Soldiering on as Sweeny broke for a 2-0 lead in the deciding set, Bergs finally threw the towel in when the Australian moved to 40-0 on his serve.

Speaking after the match, Sweeny expressed his sympathy for his stricken opponent.

“I just feel so sorry for Zizou – these are the tournaments we all dream of playing,” he said.

“To end the match like that… I guess I’m just extremely lucky for that to happen to me. But yeah, it was extremely brutal. The sun was very hot today.

“I was so tight to close that second set out – he was really battling physically – but it was really good and resilient from me today.

“It feels a bit surreal; to do it in any way is amazing, but to do it like that, I wasn’t expecting that at all. He was looking pretty fresh there.

“I’m just soaking it all in now, and I can’t wait for main draw.”

The win will ensure Sweeny, who has become a cult hero at Melbourne Park after three qualifying final wins, will make his main draw debut, having been eliminated at the qualifying stage for each of the last three Australian Opens.
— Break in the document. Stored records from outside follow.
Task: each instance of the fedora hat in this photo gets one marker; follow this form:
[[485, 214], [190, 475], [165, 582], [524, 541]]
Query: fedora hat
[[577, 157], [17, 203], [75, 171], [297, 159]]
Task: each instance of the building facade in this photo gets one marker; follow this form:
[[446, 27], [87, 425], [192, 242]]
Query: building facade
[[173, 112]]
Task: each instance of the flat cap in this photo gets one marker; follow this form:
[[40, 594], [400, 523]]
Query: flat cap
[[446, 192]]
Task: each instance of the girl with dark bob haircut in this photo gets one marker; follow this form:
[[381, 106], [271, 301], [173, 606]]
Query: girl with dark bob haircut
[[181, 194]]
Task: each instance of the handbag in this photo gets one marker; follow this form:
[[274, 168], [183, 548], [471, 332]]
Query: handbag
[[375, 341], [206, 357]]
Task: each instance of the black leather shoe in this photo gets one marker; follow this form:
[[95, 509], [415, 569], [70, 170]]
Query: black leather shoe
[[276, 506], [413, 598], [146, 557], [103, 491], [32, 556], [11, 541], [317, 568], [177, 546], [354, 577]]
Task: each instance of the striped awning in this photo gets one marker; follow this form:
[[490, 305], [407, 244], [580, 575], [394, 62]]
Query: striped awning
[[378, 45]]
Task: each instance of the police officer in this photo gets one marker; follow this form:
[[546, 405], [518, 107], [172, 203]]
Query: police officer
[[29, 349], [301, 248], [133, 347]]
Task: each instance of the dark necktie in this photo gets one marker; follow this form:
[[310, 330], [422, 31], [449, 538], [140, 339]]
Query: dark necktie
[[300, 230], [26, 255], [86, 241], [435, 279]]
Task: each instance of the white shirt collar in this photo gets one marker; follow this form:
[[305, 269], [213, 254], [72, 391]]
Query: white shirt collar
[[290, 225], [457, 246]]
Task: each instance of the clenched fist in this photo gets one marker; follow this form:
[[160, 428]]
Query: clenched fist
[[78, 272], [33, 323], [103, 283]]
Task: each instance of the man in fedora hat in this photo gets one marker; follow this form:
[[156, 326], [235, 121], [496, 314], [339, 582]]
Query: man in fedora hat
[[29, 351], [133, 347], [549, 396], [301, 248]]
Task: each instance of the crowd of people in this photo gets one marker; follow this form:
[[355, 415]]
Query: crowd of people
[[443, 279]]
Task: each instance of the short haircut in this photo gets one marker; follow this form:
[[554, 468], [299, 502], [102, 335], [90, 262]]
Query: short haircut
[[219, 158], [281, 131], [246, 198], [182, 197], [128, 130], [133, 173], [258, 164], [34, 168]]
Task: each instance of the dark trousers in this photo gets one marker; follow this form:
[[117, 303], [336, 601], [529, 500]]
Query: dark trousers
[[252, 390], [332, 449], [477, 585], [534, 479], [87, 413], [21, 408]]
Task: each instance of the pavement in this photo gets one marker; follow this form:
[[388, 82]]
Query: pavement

Joining him in clearing the final qualifying hurdle is Omar Jasika, who recovered from a set down to defeat Abedallah Shelbayh.

The win sees him return to grand slam tennis for the first time since 2017, with a positive test for cocaine in December of that year seeing him cop a two-year ban from the Australian Sports Anti-Doping Authority (ASADA).

It was a less lucky day for Australia’s women’s qualifiers, with Maya Joint, Destanee Aiava and Priscilla Hon all losing to end their main draw dreams.

Aiava led 3-0 in the deciding set before opponent Renata Zarazua took a medical timeout, before returning and winning six of the last seven games to become the first Mexican woman since 2000 to reach the main draw at Melbourne Park.

United Cup doubles hero Storm Hunter was the only Aussie to qualify on the women’s side, fighting back from a set down to beat Dominika Salkova.